Now, Alaska Congressman Don Young is making his 11th attempt to open the refuge to oil and gas development. Leases have already been sold farther west, in the Chukchi Sea and the National Petroleum Reserve, and in the Beaufort Sea to the north. Meanwhile, Alaska Gov. Sean Parnell is pushing road construction in undeveloped areas, while the nations of the Northern Hemisphere squabble over shipping routes suddenly opened up by the changing climate.
Just in time, then, comes Banerjee's latest volume, Arctic Voices, a wakeup call from 39 artists, writers, biologists, Alaska Natives and activists. As in Arctic Refuge: A Circle of Testimony (a 2001 book edited by Hank Lentfer and Carolyn Servid), the eyewitness accounts and reports in Arctic Voices question the wisdom of relying on fossil fuel fixes, urging restraint in our approach to the nation's last great wilderness area.
The Arctic is the planet's ecological tipping point: The polar regions not only suffer greater warming than lower latitudes, but the rapid loss of sea ice and permafrost there is accelerating the process to where it could spiral out of control, beyond even the direst predictions.

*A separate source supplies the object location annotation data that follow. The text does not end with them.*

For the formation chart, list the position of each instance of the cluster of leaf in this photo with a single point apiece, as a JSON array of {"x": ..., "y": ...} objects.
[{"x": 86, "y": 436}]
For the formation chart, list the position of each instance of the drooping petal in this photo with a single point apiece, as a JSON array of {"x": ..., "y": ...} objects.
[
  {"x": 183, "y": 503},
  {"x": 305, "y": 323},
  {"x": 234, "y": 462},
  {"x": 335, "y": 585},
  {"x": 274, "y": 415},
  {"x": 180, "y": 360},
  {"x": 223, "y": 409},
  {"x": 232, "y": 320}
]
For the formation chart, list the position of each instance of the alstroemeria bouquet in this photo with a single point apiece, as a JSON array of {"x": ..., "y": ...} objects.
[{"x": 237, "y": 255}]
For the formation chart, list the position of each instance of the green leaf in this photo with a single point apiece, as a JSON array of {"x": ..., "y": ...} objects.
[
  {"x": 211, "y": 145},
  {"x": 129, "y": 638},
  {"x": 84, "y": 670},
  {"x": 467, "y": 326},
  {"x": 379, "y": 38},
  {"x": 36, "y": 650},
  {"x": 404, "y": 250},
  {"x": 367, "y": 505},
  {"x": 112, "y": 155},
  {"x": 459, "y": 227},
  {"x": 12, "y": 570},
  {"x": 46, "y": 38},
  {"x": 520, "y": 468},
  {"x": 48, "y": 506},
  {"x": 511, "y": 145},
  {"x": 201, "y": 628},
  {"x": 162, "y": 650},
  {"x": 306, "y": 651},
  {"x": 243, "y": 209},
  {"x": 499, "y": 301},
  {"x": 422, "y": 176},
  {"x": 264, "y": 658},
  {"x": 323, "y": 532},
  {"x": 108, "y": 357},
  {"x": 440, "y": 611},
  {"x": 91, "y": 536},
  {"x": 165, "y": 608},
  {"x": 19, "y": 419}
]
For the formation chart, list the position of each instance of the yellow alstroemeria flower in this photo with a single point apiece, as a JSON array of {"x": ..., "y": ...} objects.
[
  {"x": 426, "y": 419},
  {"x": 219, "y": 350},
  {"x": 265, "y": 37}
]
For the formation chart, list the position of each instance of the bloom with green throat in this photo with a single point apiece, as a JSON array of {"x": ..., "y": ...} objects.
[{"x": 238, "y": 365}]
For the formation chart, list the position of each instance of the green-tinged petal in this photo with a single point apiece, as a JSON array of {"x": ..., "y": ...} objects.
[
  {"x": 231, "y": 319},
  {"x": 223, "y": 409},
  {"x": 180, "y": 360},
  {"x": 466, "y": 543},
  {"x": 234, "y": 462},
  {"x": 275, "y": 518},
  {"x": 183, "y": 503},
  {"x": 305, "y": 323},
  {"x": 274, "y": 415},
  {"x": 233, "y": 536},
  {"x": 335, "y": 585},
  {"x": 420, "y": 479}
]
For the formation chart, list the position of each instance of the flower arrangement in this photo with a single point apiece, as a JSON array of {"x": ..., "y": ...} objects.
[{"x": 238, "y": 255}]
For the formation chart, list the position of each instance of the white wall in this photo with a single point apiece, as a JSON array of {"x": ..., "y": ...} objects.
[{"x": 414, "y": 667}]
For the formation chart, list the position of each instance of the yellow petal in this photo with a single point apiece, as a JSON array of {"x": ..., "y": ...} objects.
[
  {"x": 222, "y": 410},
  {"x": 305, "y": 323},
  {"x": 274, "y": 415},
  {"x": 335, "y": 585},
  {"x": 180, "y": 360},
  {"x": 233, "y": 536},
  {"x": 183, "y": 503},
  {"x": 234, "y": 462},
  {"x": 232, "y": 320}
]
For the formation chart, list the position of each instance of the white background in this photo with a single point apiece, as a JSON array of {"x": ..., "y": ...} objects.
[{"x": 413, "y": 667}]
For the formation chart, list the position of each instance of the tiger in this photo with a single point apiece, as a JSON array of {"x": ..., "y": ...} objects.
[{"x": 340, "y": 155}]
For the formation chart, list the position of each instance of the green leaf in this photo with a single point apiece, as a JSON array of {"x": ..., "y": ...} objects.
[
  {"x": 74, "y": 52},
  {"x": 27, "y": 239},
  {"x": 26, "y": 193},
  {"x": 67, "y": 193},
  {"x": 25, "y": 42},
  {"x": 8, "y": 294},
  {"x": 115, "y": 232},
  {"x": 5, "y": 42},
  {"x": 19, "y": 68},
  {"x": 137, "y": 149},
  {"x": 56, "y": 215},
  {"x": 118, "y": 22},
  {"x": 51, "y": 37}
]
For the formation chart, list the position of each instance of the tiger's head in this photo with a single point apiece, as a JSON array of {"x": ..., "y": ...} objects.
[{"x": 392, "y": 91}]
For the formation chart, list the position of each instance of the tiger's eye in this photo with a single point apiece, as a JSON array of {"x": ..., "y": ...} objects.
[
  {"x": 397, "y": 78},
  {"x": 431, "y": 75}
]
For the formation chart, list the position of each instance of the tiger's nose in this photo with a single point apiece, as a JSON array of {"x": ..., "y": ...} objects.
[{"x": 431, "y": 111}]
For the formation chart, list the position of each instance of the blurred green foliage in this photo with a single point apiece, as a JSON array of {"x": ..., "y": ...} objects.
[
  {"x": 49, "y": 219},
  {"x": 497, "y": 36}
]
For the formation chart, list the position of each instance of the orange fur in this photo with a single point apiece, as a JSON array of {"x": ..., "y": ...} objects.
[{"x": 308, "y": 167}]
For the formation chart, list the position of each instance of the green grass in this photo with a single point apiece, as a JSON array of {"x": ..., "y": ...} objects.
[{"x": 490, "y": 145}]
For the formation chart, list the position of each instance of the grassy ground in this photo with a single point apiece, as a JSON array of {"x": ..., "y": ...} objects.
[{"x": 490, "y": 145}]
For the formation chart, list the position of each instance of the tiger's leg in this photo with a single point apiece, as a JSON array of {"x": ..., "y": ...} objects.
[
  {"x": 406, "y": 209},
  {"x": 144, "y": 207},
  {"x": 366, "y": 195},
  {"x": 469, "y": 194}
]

Arctic Voices also touches upon Iceland, Greenland and Siberia, driving home the point of global connectedness. "Climate scientists have made it clear," writes Ricki Ott, a toxicologist and fisherwoman who witnessed the Exxon Valdez spill, "that if people wish to have a livable planet for their children, the Oil Age must end soon, regardless of how much oil is left to extract."